Так, министром иностранных дел назначен один из самых верных соратников Эрдогана Хакан Фидан, бывший глава Службы Внешней Разведки (MİT), который на протяжении своей карьеры успел побывать также руководителем турецкого инвестиционного агентства TİKA, а также представлять Турцию в Агентствах ООН по Атомной Энергетике и Промышленному Развитию.
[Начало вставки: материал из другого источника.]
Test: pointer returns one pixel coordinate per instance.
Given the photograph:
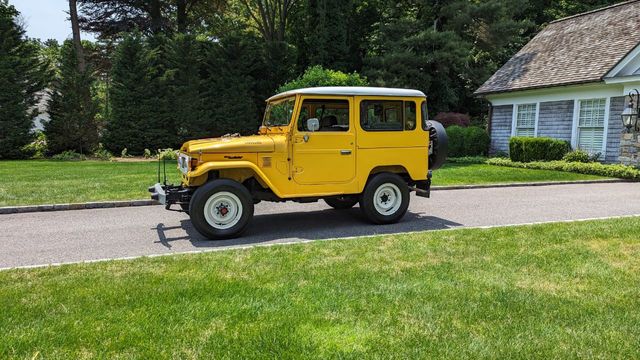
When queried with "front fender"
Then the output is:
(200, 173)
Вместе с тем на его предыдущую позицию, пусть формально и не являющуюся министерской, но на деле обладающей огромным влиянием на турецкую внешнеполитическую стратегию, – перешел бывший советник президента Ибрахим Калын, интеллектуал, специализирующийся на исламской философии и истории.
Министром обороны республики стал пожилой генерал Яшар Гюлер, ранее побывавший главой турецкого Генерального штаба, военной разведки и жандармерии.
Таким образом, можно сделать вывод, что основные линии турецкой внешней политики останутся неизменными – с учетом стремительно меняющихся реалий. В первую очередь, стоит ожидать стремление устранить проблемы в отношениях с некоторыми странами, как например США или Греция, во многом по причине серьезных экономических проблем и необходимости экономить ресурсы, немалую часть которых турецкое руководство в последние годы тратило на внешнюю политику.
Анкара уже сделала ряд реверансов в сторону Вашингтона, в частности, сделав акцент на стратегический характер двусторонних отношений, заявив о готовности вести переговоры о вступлении Швеции в НАТО (что было публично финализировано на последнем саммите Альянса в Вильнюсе) и выразив надежду на возобновление переговоров по поводу приобретения истребителей F-16.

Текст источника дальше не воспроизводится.